A questo quadro di per sé già drammatico, va aggiunto il fatto che CAI si è permessa di rifiutare, la chiamo un’offerta che poi spiego, una disponibilità che il sindacato aveva offerto in questi termini: il sindacato aveva chiesto di procedere ad assunzioni part time che avrebbe consentito da parte del lavoratore assunto la disponibilità di guadagnare meno e di assumere più persone, distribuendo i sacrifici in modo solidale, in modo da mettere in condizioni anche altri lavoratori di disporre di un posto di lavoro. Debbo dire che mentre si parla tanto di assistenza, di cassa integrazione, strumenti di ammortizzatore sociale, questo aspetto avrebbe avuto un diretto interesse per ciò che riguarda il contributo a carico di tutti gli italiani. Perché? Perché se c’è un lavoratore in più che viene assunto a part time è un lavoratore in meno che beneficia dell’assistenza in cassa integrazione e di fondi speciali. Quindi questa scelta avrebbe avuto un effetto benefico anche nei confronti della spesa pubblica. Tant’è vero che noi crediamo che su questo aspetto la grave difficoltà non è tanto della CAI, ma del governo, che in particolare, sotto questo profilo, ha dimostrato ancora una volta che evidentemente è ancora la CAI che detta le condizioni. E il governo lascia fare, perché è evidente che la situazione che si è creata va al di là delle regole per ragioni di opportunità e di convenienza.

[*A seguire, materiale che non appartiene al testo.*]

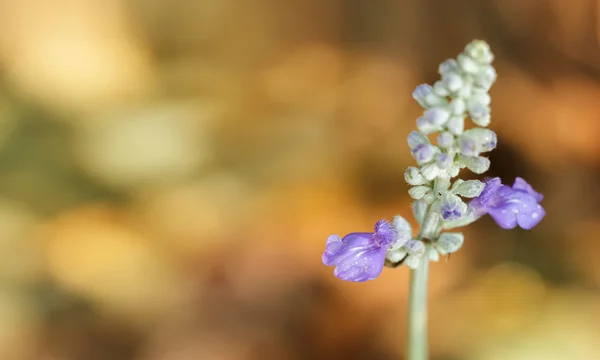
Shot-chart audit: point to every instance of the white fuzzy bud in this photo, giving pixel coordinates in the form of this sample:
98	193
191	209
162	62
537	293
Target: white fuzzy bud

Veniamo ai giorni nostri: noi il 31 ottobre scorso non abbiamo sottoscritto gli accordi che ci sono stati presentati perché completamente difformi da quanto concordato. Debbo ricordare che solo due giorni prima tutte le sigle sindacali, di fronte alla proposta di Sabelli di sottoscrivere, hanno dichiarato inaccettabili quei contenuti, è bastato soltanto un giorno e alla convocazione a Palazzo Chigi del 31 ottobre Cgil Cisl e Uil e Ugl hanno sottoscritto quelle intese, mentre Ampac, Unione piloti, Sdl intercategoriale, Ampad e Avia, che sono sigle fortemente rappresentative non soltanto dei piloti, ma anche degli assistenti di vol o e del personale di terra, hanno ritenuto quelle intese inaccettabili per i motivi che dicevo poc’anzi. E’ chiaro che si è sviluppato un movimento di grande tensione fra i lavoratori, abbiamo avviato delle mobilitazioni e delle consultazioni tra i lavoratori e tra le assemblee a un rispetto rigido dei comportamenti e delle procedure, perché noi crediamo sia una battaglia che va al di là della semplice vertenza Alitalia. Crediamo che si stia tentando di mettere in piedi una sorta di blocco sociale. Una sorta di santa alleanza, dove all’interno ci sono i poteri forti rappresentati da: governo, Confindustria e organizzazioni sindacali complici, così come le ha definite Sacconi, lui in termini positivi, per noi, chiaramente, definire un sindacato complice non è positivo, e dall’altra parte la cancellazione anche di diritti, da parte di organizzazioni sindacali fortemente rappresentative ma non allineate. Questo è un tema che, molto probabilmente , vedremo riproporsi in mille altre vertenze che ormai in questo paese ci sono, e che riguardano l’intero mondo del lavoro.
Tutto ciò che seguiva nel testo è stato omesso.